In our .Grow strategy framework, we further significantly increase the reach of our fibre, which is one of the key drivers of value creation and expansion of convergent services. However, contrary to previous years, we are more reliant on partnerships, while our own network rollout is limited to projects implemented within the Digital Poland Operational Programme. One of our key partnerships is that with Światłowód Inwestycje, which will build fibre network mainly in low or mid competition areas for ca 1.7 million households in the next few years. At the end of June 2022, we used the infrastructure of over 50 operators for 2.6 million households.
Orange Polska is Poland's largest wholesale service provider. The demand for transmission bandwidth is growing, especially for n×1 and n×10 Gbps lines. To meet these needs, Orange Polska has continued to expand nationwide OTN (Optical Transport Network) trunk lines. We increased the number of OTN transport nodes, thus expanding the aggregate network capacity from 10 Tbps at the end of December 2021 to 12 Tbps at the end of June 2022.
Orange Polska is Poland's sole operator of a network to which all the Emergency Communication Centres (ECCs), answering calls to the emergency numbers 112, 997, 998 and eCall, are connected. About 90% of all emergency numbers in Poland (over 500 locations) are connected to Orange Polska's network. This provides the Company with revenue from alternative operators for emergency call termination on the Orange network, as well as subscription revenue.
The Call Setup Success Rate on the fixed network stood at 98.84% at the end of December 2021, which confirms very high quality of Orange Polska's fixed-line services.
In response to rapid growth in data traffic volume, we have steadily increased the number of our base stations and enhanced their capacity. In the first six months of 2022, our customers got access to a further 68 base stations. 4G coverage for all bands was 99.9% of the population on 98.5% of Poland's territory at the end of June 2022. Orange Polska provided 4G services via 11,933 base stations. This included 10,353 base stations enabling spectrum aggregation (compared to 10,220 at the end of December 2021).

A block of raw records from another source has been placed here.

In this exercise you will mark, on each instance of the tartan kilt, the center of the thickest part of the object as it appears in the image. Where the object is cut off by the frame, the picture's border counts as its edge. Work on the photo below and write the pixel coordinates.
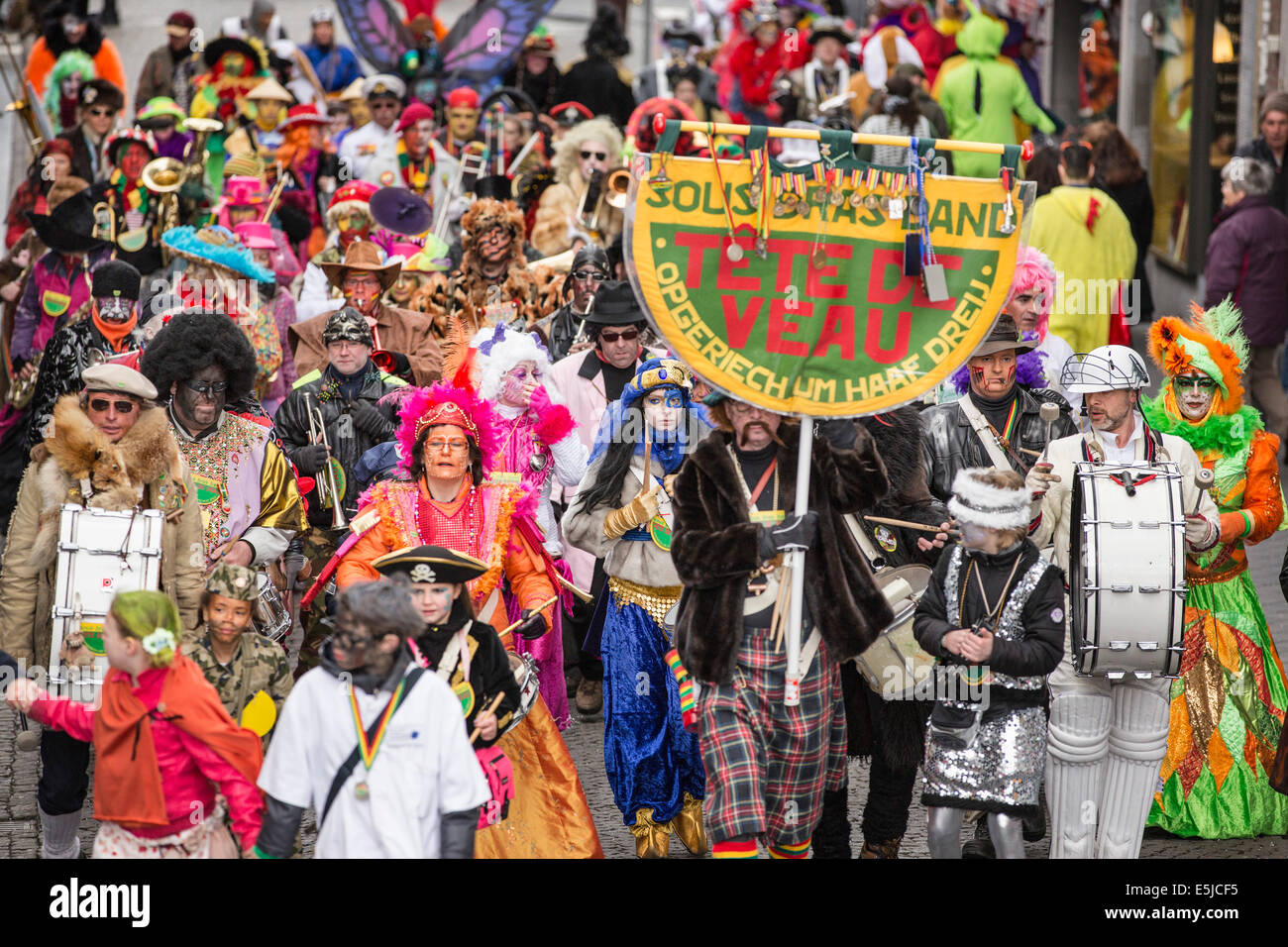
(768, 764)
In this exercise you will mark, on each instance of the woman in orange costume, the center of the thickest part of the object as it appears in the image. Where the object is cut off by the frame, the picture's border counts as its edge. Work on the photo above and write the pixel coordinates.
(449, 440)
(1228, 703)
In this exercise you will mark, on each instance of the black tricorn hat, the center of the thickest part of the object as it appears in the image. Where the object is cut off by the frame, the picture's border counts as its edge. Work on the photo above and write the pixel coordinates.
(116, 278)
(399, 210)
(430, 565)
(69, 227)
(614, 305)
(1004, 335)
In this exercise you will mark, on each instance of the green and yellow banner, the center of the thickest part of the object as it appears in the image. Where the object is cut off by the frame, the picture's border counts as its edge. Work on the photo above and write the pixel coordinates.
(787, 287)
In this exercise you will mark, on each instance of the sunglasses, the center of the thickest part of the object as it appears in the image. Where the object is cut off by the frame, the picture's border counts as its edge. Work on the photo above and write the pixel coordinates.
(102, 405)
(206, 389)
(625, 335)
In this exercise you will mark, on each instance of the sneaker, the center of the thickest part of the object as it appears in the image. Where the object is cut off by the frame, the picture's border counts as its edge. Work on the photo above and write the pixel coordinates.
(590, 697)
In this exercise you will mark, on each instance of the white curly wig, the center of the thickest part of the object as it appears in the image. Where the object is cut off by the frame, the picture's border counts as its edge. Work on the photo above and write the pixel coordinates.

In February 2022, Orange Polska launched a network modernisation project with Nokia as an equipment vendor. The project involves replacement of active equipment on base stations with devices that meet the predefined technological standards and are highly energy-efficient. In particular, the modernised base stations will enable the provision of 5G services in the Dynamic Spectrum Sharing (DSS) mode on the 2100 MHz band and support 4x4 MIMO technology on the 1800 MHz/2100 MHz bands, and will be ready for the 4G activation on the 900 MHz band. The range of the 5G
DSS service has been gradually extended, and the number of base stations supporting it stood at 2,021 at the end of June 2022.
We are gradually implementing the LTE-M technology for the Internet of Things. LTE-M is available nationwide on all base stations operating on the 800 MHz band. In the areas where the use of this band is excluded (i.e. in the border areas that require international co-ordination) or as coverage extension, we use 1800 MHz frequencies.
In May 2022, we announced a plan to switch off 3G technology on Orange Polska's network and allocate the freed frequencies to 4G. It will enable us to increase the network capacity and enhance the quality of data services, particularly in non-urban areas. The process will be carried out in stages in 2024 and 2025.
Poland's telecommunications market is becoming increasingly convergent with the biggest operators offering bundles of mobile and fixed line services based on both mobile and fixed-line network infrastructure.
This integrated approach to provision of telecommunications services was pioneered by Orange Polska. It was followed by the Polsat Plus Group, which introduced convergent services upon acquisition of Netia. In June 2019, T-Mobile launched its convergent offer, providing fixed broadband services pursuant to wholesale agreements with Orange Polska, Nexera, Fiberhost and, since the fourth quarter of 2021, Światłowód Inwestycje.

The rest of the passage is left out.